We keep the existing label set tight (embodiment, model_id, violation_kind, etc.) and let operators opt into per-robot slicing via --robot-id + the info join.

Every reflex serve process surfaces the robot_id via:

  • GET /health"robot_id": "warehouse-01" in the JSON body
  • GET /config — same key
  • GET /metricsreflex_robot_info{robot_id="warehouse-01",...} (when set)

When --robot-id is unset, robot_id is "" on /health and /config, and no reflex_robot_info series is emitted.

- alert: ReflexRobotLatencyHigh
expr: |
histogram_quantile(0.99,
sum by (le, instance) (rate(reflex_act_latency_seconds_bucket[5m]))
) * on (instance) group_left(robot_id) reflex_robot_info{robot_id="warehouse-01"} > 0.2
for: 3m
labels: { severity: page, robot_id: warehouse-01 }
annotations:
summary: "Reflex on {{ $labels.robot_id }} over p99=200ms"

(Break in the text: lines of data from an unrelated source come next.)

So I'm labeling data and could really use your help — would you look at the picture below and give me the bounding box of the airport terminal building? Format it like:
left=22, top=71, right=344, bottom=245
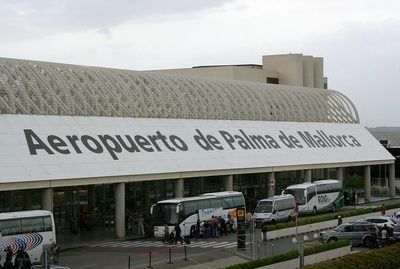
left=0, top=54, right=395, bottom=237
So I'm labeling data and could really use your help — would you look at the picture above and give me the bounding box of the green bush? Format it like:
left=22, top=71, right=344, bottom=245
left=268, top=201, right=400, bottom=231
left=304, top=243, right=400, bottom=269
left=220, top=240, right=349, bottom=269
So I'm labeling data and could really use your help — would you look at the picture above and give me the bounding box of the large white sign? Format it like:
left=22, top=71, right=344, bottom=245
left=0, top=115, right=393, bottom=183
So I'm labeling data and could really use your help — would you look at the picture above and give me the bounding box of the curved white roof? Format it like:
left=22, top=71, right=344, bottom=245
left=0, top=58, right=359, bottom=123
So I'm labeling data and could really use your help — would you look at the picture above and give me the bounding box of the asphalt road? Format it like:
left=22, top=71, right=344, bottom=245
left=60, top=199, right=399, bottom=269
left=60, top=229, right=324, bottom=269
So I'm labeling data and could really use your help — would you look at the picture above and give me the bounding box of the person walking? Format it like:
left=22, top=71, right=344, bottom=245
left=246, top=212, right=253, bottom=230
left=381, top=204, right=386, bottom=216
left=3, top=246, right=13, bottom=269
left=195, top=218, right=201, bottom=240
left=261, top=221, right=268, bottom=242
left=211, top=216, right=218, bottom=238
left=138, top=215, right=144, bottom=236
left=338, top=215, right=343, bottom=226
left=219, top=217, right=228, bottom=236
left=50, top=241, right=60, bottom=264
left=174, top=223, right=183, bottom=245
left=163, top=224, right=169, bottom=244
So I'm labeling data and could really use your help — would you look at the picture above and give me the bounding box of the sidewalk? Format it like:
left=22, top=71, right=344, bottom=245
left=57, top=197, right=400, bottom=250
left=57, top=227, right=146, bottom=250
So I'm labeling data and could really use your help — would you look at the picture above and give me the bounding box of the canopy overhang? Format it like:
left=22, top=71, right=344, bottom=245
left=0, top=114, right=394, bottom=190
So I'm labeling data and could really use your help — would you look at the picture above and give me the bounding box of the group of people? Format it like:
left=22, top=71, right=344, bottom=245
left=2, top=247, right=32, bottom=269
left=163, top=224, right=184, bottom=245
left=164, top=216, right=234, bottom=244
left=0, top=242, right=60, bottom=269
left=200, top=216, right=234, bottom=239
left=369, top=224, right=393, bottom=248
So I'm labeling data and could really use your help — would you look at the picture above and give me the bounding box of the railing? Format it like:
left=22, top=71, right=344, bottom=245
left=128, top=245, right=189, bottom=269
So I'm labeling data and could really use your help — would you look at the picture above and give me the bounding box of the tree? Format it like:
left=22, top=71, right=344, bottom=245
left=343, top=174, right=364, bottom=190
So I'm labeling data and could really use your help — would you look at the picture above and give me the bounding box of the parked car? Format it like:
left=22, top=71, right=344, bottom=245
left=357, top=216, right=397, bottom=230
left=31, top=264, right=70, bottom=269
left=319, top=222, right=378, bottom=247
left=253, top=194, right=296, bottom=225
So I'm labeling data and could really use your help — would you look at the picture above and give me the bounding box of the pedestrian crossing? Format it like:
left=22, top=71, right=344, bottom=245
left=89, top=240, right=237, bottom=249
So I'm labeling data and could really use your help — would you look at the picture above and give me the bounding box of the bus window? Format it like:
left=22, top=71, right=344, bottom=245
left=233, top=196, right=244, bottom=207
left=21, top=217, right=44, bottom=233
left=43, top=216, right=53, bottom=232
left=307, top=187, right=315, bottom=202
left=184, top=201, right=198, bottom=216
left=222, top=197, right=234, bottom=208
left=197, top=200, right=211, bottom=209
left=210, top=198, right=222, bottom=208
left=0, top=219, right=21, bottom=236
left=285, top=189, right=306, bottom=205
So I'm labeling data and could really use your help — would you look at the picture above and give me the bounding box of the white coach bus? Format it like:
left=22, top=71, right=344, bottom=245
left=150, top=191, right=245, bottom=238
left=283, top=179, right=344, bottom=214
left=0, top=210, right=56, bottom=263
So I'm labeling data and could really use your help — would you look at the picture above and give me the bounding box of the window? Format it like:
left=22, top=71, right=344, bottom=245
left=267, top=77, right=279, bottom=84
left=43, top=216, right=53, bottom=232
left=343, top=226, right=354, bottom=233
left=210, top=199, right=222, bottom=208
left=197, top=200, right=210, bottom=209
left=0, top=219, right=21, bottom=236
left=233, top=196, right=244, bottom=207
left=353, top=225, right=368, bottom=232
left=185, top=201, right=197, bottom=216
left=21, top=217, right=44, bottom=233
left=222, top=197, right=234, bottom=208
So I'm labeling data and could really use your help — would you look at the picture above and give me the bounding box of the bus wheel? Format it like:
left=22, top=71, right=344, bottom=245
left=313, top=206, right=318, bottom=215
left=327, top=237, right=337, bottom=243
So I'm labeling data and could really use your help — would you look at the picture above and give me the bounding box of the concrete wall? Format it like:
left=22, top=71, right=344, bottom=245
left=303, top=56, right=314, bottom=88
left=313, top=57, right=324, bottom=89
left=152, top=65, right=279, bottom=83
left=258, top=246, right=351, bottom=269
left=262, top=54, right=303, bottom=86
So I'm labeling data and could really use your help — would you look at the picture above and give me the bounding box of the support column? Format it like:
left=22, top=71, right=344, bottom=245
left=175, top=178, right=184, bottom=197
left=336, top=167, right=343, bottom=180
left=364, top=165, right=371, bottom=202
left=389, top=163, right=396, bottom=198
left=42, top=188, right=53, bottom=212
left=114, top=183, right=125, bottom=238
left=267, top=172, right=275, bottom=197
left=304, top=169, right=312, bottom=182
left=224, top=175, right=233, bottom=191
left=324, top=168, right=329, bottom=179
left=23, top=190, right=32, bottom=210
left=142, top=181, right=151, bottom=212
left=88, top=185, right=96, bottom=211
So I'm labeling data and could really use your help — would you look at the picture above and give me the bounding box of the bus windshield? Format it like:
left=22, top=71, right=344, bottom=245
left=152, top=203, right=178, bottom=226
left=285, top=189, right=306, bottom=205
left=254, top=201, right=272, bottom=213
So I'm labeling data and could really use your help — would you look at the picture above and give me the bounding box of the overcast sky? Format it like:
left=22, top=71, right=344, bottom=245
left=0, top=0, right=400, bottom=127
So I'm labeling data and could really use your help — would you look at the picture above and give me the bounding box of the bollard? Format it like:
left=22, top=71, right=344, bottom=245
left=147, top=251, right=153, bottom=268
left=167, top=248, right=173, bottom=264
left=44, top=250, right=47, bottom=268
left=183, top=245, right=189, bottom=261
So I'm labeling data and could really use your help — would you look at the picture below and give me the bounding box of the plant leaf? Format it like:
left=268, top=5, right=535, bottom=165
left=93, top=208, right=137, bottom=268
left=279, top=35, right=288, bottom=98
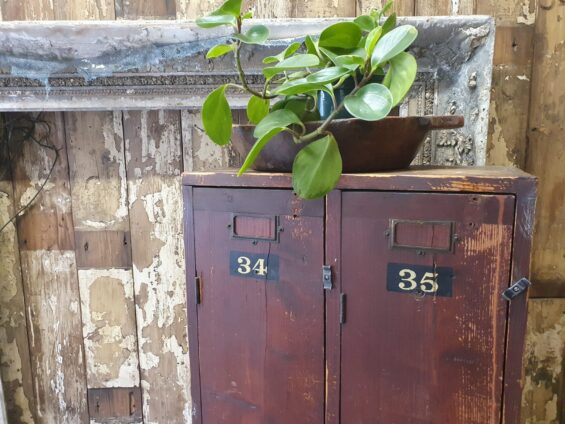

Drop the robot_id= filter to alert on any robot in the fleet.

Terminal window
# systemd unit per robot — hostname macro gives each robot its own identity
ExecStart=/usr/local/bin/reflex serve /opt/reflex/export \
--robot-id %H \
--port 8000 \
--slo p99=150ms

Don’t. Reflex does per-process inference; a central aggregator adds network latency that violates the real-time invariant. Instead, scrape each robot’s /metrics from a central Prometheus and render one dashboard against the aggregate.